Depletion-mode polysilicon optical modulators in a bulk complementary metal-oxide semiconductor process

Abstract
We demonstrate depletion-mode carrier-plasma optical modulators fabricated in a bulk complementary metal-oxide semiconductor (CMOS), DRAM-emulation process. To the best of our knowledge, these are the first depletion-mode modulators demonstrated in polycrystalline silicon and in bulk CMOS. The modulators are based on novel optical microcavities that utilize periodic spatial interference of two guided modes to create field nulls along waveguide sidewalls. At these nulls, electrical contacts can be placed while preserving a high optical Q. These cavities enable active devices in a process with no partial silicon etch and with lateral pn junctions. We demonstrate two device variants at 5 Gbps data modulation rate near 1610 nm wavelength.
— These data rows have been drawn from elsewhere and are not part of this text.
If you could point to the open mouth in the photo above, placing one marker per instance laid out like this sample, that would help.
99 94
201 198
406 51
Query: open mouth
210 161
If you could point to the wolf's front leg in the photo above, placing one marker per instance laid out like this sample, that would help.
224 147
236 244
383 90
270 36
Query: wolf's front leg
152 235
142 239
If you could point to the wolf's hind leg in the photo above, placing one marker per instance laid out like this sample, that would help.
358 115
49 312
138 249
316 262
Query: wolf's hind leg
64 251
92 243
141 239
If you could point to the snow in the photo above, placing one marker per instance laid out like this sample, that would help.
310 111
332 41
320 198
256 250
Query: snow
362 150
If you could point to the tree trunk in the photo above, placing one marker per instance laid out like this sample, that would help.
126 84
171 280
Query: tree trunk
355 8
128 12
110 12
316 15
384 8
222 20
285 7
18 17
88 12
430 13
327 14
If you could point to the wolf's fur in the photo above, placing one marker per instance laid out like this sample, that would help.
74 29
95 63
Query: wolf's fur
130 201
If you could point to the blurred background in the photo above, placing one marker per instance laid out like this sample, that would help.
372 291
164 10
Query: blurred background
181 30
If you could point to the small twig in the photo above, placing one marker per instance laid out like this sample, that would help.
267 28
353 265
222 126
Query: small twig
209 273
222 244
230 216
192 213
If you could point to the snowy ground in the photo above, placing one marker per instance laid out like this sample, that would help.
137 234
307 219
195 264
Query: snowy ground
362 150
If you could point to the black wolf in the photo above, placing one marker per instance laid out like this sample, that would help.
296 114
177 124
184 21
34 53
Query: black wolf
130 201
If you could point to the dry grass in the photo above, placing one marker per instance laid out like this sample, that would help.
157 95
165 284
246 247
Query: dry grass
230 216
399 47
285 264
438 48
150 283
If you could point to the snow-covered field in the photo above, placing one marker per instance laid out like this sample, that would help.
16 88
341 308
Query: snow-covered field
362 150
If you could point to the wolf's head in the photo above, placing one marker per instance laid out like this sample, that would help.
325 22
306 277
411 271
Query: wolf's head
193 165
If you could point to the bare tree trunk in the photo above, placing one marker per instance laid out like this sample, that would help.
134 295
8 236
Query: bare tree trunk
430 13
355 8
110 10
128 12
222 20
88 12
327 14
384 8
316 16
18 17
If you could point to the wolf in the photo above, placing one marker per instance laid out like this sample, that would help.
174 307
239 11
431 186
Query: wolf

One design shows 3.1 dB modulation depth with 1.5 dB insertion loss and an estimated 160fJ/bit energy consumption, while a more compact device achieves 4.2 dB modulation depth with 4.0 dB insertion loss and 60fJ/bit energy consumption. These modulators represent a significant breakthrough in enabling active photonics in bulk silicon CMOS—the platform of the majority of microelectronic logic and DRAM processes—and lay the groundwork for monolithically integrated CMOS-to-DRAM photonic links.